601.465/665 - Fall 2019
This course is an in-depth overview of techniques for processing human language. How should linguistic structure and meaning be represented? What algorithms can recover them from text? And crucially, how can we build statistical models to choose among the many legal answers? The course covers methods for trees (parsing and semantic interpretation), sequences (finite-state transduction such as morphology), and words (sense and phrase induction). There are a number of structured but challenging programming assignments. (Prerequisite: 600/601.226 data structures)
Textbook: Jurafsky & Martin, Speech and Language Processing, 2nd ed. (P98.J87 2009 in Science Ref section on C-Level)
The course is organized into 11 thematic modules and 5 research talks. The thematic modules focus on core concepts and methods needed to become well-rounded in NLP: Modeling Grammaticality, Language Models, Text Classification, Linguistics, Tree Parsing, Neural Networks, Sequence Tagging, Topic Models, Finite State Transducers, Semantics, Structured Prediction. The research talks are guest lectures that are intended to give students a taste of the exciting world of NLP research.
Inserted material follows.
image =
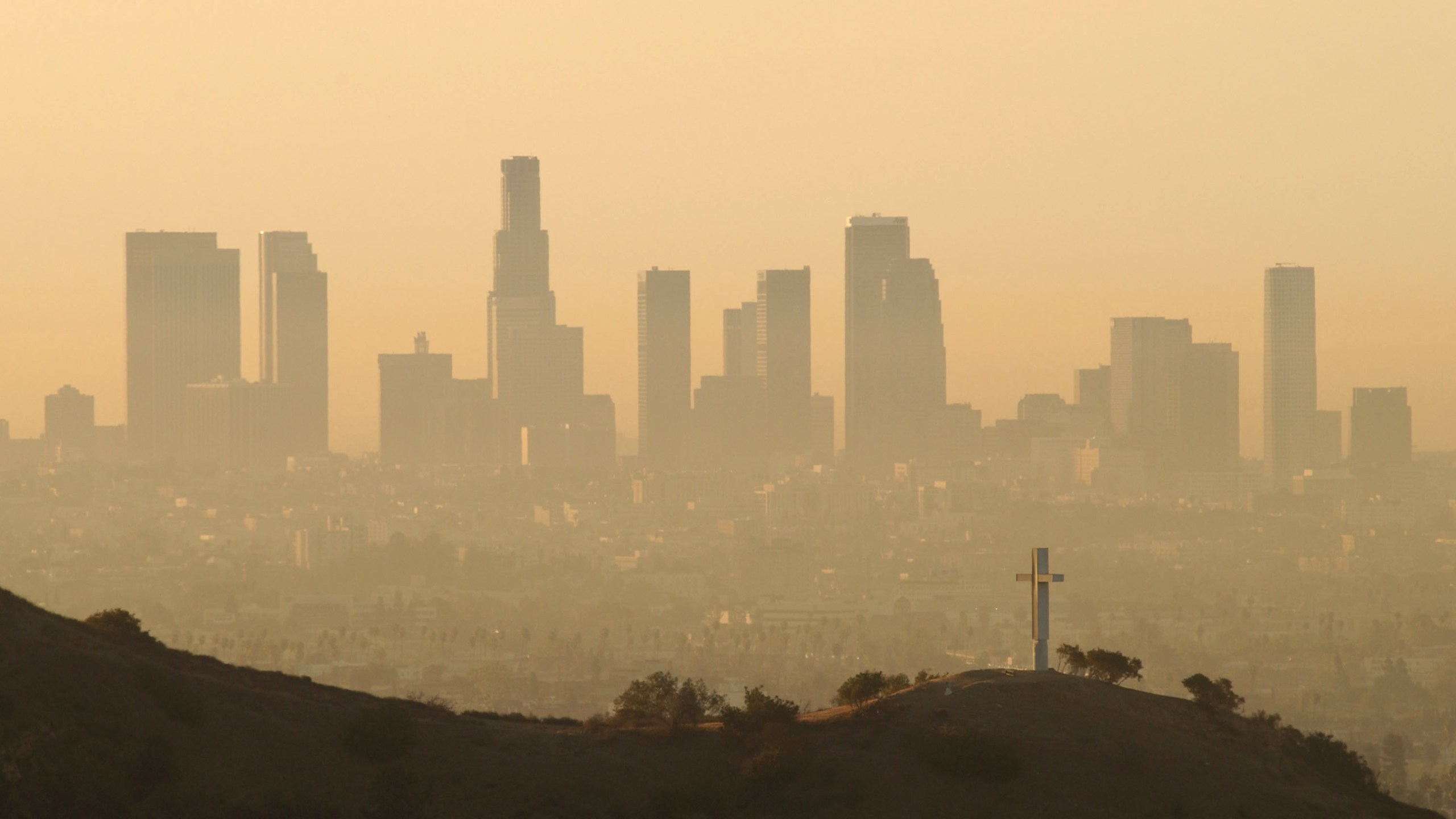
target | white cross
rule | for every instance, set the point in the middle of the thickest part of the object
(1041, 581)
Natural Language Processing (NLP) is an exciting field! This course is designed to introduce you to some of the problems and solutions of NLP, and their relation to linguistics and statistics. You need to know how to program and use common data structures. At the end, we hope that you will acquire a fascination for the intricacies of human language, and feel ownership over some of NLP’s core formal and statistical techniques, to the extent that you can begin to understand research papers in the field.
|Grading||6 homework assignments 60%, participation 5%, midterm 15%, final 20%|
|Late homework policy||It’s important to get homeworks done on time so that you can follow the subsequent lectures. We understand that emergencies do occur, so you are allowed up to 10 late days throughout the term. They are only intended to cover situations where you would ordinarily ask for an extension. Rather than ask me, just use a late day: I don’t want to be in the position of deciding which excuses are worthy and whose aren’t. If you run out of late days, we’ll have to give you zeroes. But it is still to your advantage to turn in all homeworks to get feedback.|
|Readings||Readings are announced on the course web site for each module. Students are expected to read the material before or after class.|
|Honesty||CS integrity code, JHU undergraduate policies, JHU graduate policies|
|Disabilities||If you need accommodations for a disability, obtain a letter from Student Disability Services, 385 Garland, (410) 516-4720.|
This course is modeled after Jason Eisner’s NLP course and heavily borrows its materials.